Sem mencionar que os percentuais constitucionais para a educação e a saúde já vinham sendo desrespeitados desde o governo FHC por meio da Desvinculação das Receitas da União, medida essa mantida pelos governos Lula e Dilma. Isso tudo para pagar a dívida pública, um mecanismo de repasse de recursos públicos para as elites que aplicam no mercado financeiro. Economistas afirmam que os juros da dívida pública consomem cerca de 9% do Produto Interno Bruto (PIB). A ONG Auditoria cidadã é ainda mais radical. Segundo seus cálculos cerca de 40% do orçamento federal são reservados para o pagamento da dívida pública.
6 – Classes dominantes pemanecem intocadas
O atual governo defende a necessidade de um ajuste fiscal visando o equilíbrio das contas públicas sempre alegando ameaça de "o Brasil quebrar". Entretanto, desde que assumiu o poder, não deu o menor sinal de que pretende alterar qualquer dos inúmeros privilégios que usufrui o topo da pirâmide social, isso em um dos países mais desiguais do mundo. Vamos a alguns deles:
De acordo com o IBGE, a área ocupada pelos estabelecimentos de mais de 1.000 hectares concentra mais de 43% do espaço total cultivável. São os grandes latifúndios voltados para a exportação. Seus (poucos) proprietários são representados por nada menos do que 24% dos deputados e senadores, a chamada bancada ruralista. Além disso, o imposto sobre propriedades rurais (ITR) só arrecadou R$ 864 milhões em 2013. No mesmo ano foram recolhidos R$ 5 bilhões com o IPTU só na cidade de São Paulo, quase seis vezes mais.
Só em 2016, foram sonegados R$ 500 bilhões, o que corresponde a 9% de toda a riqueza produzida naquele ano (R$ 6,266 trilhões). E praticamente não existe punição judicial para sonegador. É um "crime" que compensa.
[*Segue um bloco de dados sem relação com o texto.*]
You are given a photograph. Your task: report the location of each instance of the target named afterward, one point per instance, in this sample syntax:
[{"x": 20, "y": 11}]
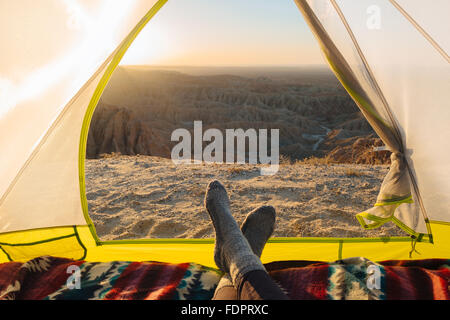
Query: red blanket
[{"x": 355, "y": 278}]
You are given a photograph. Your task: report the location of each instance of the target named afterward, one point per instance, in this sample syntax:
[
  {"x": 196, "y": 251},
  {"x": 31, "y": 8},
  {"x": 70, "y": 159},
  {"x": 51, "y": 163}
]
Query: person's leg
[
  {"x": 233, "y": 253},
  {"x": 257, "y": 228}
]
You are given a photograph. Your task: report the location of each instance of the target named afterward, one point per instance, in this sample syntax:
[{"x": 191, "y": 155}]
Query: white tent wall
[
  {"x": 407, "y": 80},
  {"x": 43, "y": 105}
]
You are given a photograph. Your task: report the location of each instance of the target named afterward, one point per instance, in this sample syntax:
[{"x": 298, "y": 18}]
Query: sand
[{"x": 135, "y": 197}]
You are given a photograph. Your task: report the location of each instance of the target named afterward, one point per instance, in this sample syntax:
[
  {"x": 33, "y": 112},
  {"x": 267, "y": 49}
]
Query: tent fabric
[
  {"x": 399, "y": 76},
  {"x": 44, "y": 105}
]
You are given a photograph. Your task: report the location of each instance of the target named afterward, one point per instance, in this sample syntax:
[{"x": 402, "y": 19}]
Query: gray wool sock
[
  {"x": 232, "y": 252},
  {"x": 257, "y": 228}
]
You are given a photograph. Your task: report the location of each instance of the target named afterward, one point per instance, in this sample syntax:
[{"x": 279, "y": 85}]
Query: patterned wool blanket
[{"x": 355, "y": 278}]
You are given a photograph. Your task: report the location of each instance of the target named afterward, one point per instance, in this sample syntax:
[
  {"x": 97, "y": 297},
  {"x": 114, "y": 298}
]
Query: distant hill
[{"x": 143, "y": 105}]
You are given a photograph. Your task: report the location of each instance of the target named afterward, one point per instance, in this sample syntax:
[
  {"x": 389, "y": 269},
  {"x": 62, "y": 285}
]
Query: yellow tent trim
[{"x": 76, "y": 242}]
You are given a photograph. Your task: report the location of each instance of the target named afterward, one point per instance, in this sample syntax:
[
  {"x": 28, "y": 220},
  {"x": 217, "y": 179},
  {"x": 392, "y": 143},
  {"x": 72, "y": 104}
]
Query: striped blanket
[{"x": 356, "y": 278}]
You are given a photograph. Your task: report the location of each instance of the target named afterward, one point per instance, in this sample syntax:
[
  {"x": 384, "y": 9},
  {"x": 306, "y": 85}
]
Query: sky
[{"x": 226, "y": 33}]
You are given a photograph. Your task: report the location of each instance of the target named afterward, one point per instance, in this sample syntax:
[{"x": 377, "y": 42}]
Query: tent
[{"x": 391, "y": 56}]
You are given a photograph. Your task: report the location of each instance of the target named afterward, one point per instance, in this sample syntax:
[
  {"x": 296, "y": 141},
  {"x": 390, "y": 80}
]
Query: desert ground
[
  {"x": 132, "y": 197},
  {"x": 135, "y": 191}
]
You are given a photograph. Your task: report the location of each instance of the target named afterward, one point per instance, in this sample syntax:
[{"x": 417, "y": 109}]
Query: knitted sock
[
  {"x": 257, "y": 228},
  {"x": 232, "y": 252}
]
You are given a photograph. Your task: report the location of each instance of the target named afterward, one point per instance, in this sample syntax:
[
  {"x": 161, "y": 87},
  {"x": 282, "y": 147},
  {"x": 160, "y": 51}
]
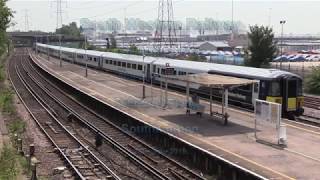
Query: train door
[
  {"x": 291, "y": 93},
  {"x": 100, "y": 59},
  {"x": 255, "y": 92}
]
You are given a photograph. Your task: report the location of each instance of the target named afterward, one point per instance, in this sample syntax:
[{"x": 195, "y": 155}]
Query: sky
[{"x": 302, "y": 17}]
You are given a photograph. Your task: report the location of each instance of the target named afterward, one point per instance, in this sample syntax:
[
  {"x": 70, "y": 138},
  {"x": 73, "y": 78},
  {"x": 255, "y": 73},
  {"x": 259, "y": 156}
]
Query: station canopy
[{"x": 213, "y": 80}]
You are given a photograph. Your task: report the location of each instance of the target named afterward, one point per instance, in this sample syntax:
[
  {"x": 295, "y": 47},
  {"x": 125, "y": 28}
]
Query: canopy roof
[{"x": 213, "y": 80}]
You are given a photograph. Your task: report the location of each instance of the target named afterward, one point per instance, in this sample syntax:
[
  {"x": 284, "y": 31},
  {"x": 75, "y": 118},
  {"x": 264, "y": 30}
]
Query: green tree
[
  {"x": 262, "y": 48},
  {"x": 5, "y": 17},
  {"x": 133, "y": 49},
  {"x": 313, "y": 81},
  {"x": 69, "y": 30}
]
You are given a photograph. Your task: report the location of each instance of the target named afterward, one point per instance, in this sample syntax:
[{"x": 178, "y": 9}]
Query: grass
[
  {"x": 6, "y": 101},
  {"x": 17, "y": 127},
  {"x": 8, "y": 163},
  {"x": 11, "y": 163}
]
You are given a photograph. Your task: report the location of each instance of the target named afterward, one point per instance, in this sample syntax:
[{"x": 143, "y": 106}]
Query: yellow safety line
[
  {"x": 296, "y": 127},
  {"x": 221, "y": 148}
]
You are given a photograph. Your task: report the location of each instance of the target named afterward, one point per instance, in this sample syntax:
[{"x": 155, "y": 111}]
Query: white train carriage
[{"x": 273, "y": 86}]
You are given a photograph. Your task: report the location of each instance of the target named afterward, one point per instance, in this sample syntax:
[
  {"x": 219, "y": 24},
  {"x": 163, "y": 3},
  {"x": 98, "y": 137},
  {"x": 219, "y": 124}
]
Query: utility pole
[
  {"x": 143, "y": 76},
  {"x": 26, "y": 20},
  {"x": 86, "y": 56},
  {"x": 282, "y": 22},
  {"x": 165, "y": 25},
  {"x": 60, "y": 50},
  {"x": 269, "y": 17}
]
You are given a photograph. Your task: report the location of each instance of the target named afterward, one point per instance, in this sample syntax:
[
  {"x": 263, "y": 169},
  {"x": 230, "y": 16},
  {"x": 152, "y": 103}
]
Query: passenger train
[{"x": 274, "y": 85}]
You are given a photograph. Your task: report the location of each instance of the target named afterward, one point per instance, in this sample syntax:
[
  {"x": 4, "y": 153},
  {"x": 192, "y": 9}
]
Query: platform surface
[{"x": 234, "y": 142}]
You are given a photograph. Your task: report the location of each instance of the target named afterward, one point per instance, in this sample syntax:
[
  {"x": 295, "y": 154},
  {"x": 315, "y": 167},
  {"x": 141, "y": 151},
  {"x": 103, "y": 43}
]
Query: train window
[
  {"x": 292, "y": 88},
  {"x": 274, "y": 89},
  {"x": 299, "y": 88},
  {"x": 256, "y": 87}
]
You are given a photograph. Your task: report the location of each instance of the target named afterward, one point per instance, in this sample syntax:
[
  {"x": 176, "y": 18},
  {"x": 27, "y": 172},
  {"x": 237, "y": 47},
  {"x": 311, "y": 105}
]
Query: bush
[
  {"x": 313, "y": 81},
  {"x": 8, "y": 163}
]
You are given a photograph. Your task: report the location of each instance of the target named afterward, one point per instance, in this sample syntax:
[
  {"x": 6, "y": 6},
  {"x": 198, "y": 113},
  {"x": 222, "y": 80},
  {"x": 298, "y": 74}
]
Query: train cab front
[{"x": 293, "y": 96}]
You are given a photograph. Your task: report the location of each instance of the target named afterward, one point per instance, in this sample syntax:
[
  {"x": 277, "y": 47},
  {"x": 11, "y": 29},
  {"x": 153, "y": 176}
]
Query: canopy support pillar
[
  {"x": 211, "y": 101},
  {"x": 224, "y": 104},
  {"x": 187, "y": 96}
]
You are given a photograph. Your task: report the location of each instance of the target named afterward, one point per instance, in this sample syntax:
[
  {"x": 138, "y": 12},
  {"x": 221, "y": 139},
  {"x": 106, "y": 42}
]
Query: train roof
[{"x": 229, "y": 70}]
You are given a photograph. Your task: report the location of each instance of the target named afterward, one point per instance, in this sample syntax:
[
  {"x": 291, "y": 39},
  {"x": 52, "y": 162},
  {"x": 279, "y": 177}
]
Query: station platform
[{"x": 234, "y": 142}]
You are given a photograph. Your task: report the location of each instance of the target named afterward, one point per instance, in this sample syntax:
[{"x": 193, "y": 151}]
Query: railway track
[
  {"x": 80, "y": 159},
  {"x": 154, "y": 161},
  {"x": 312, "y": 102}
]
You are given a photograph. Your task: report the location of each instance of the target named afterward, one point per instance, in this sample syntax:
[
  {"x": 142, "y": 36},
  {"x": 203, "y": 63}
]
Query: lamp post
[
  {"x": 143, "y": 76},
  {"x": 60, "y": 50},
  {"x": 282, "y": 22},
  {"x": 180, "y": 28},
  {"x": 48, "y": 47},
  {"x": 86, "y": 56}
]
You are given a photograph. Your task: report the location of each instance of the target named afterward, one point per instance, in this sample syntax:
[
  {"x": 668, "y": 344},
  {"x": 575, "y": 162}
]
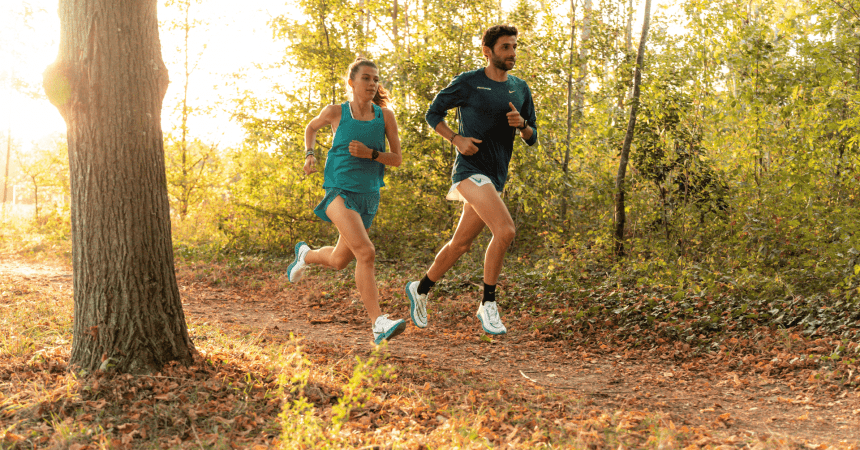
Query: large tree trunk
[
  {"x": 109, "y": 82},
  {"x": 620, "y": 214}
]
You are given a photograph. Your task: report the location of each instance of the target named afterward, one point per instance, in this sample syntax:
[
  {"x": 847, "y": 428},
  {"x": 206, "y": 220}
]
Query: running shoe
[
  {"x": 296, "y": 269},
  {"x": 385, "y": 328},
  {"x": 417, "y": 305},
  {"x": 488, "y": 314}
]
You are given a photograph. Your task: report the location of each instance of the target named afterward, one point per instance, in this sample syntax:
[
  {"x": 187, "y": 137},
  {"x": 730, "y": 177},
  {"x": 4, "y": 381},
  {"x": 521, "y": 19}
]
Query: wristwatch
[{"x": 525, "y": 125}]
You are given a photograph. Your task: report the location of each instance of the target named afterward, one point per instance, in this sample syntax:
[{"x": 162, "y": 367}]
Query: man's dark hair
[{"x": 495, "y": 32}]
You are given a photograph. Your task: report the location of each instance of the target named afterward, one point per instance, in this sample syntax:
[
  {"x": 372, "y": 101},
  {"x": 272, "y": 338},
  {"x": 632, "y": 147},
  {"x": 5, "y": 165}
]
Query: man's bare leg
[
  {"x": 491, "y": 210},
  {"x": 468, "y": 229}
]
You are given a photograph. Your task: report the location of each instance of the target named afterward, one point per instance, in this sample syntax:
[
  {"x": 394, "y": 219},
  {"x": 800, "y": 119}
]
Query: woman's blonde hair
[{"x": 381, "y": 97}]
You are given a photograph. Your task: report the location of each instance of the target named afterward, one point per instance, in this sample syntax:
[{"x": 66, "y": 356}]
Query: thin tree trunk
[
  {"x": 36, "y": 200},
  {"x": 183, "y": 143},
  {"x": 620, "y": 214},
  {"x": 109, "y": 82},
  {"x": 565, "y": 167},
  {"x": 628, "y": 30},
  {"x": 6, "y": 168}
]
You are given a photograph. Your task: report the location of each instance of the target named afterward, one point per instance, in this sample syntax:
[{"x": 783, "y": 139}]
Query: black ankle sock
[
  {"x": 424, "y": 285},
  {"x": 489, "y": 293}
]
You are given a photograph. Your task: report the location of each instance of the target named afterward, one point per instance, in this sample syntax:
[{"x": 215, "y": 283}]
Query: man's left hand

Os detendores de jatos particulares, lanchas, iates e helicópteros não precisam pagar imposto sobre essas propriedades. Ao contrário de você, que todo ano tem de arcar com o IPVA do seu carro.
Os empresários e acionistas são isentos de pagar tributos sobre os lucros das empresas (graças a Lei 9.249/95, sancionada pelo FHC), mas o trabalhador tem o imposto descontado antes mesmo de receber seu salário.
A taxação sobre a herança gira em torno dos 4% no Brasil. Diferentemente de nações que não são exatamente socialistas como Japão (55%), França (60%), Reino Unido (40%) e Chile (35%)
No Brasil simplesmente não existe um imposto sobre grandes fortunas, mesmo a Constituição Federal determinando sua criação.
Ou seja, motivos para fazer uma greve geral não faltam.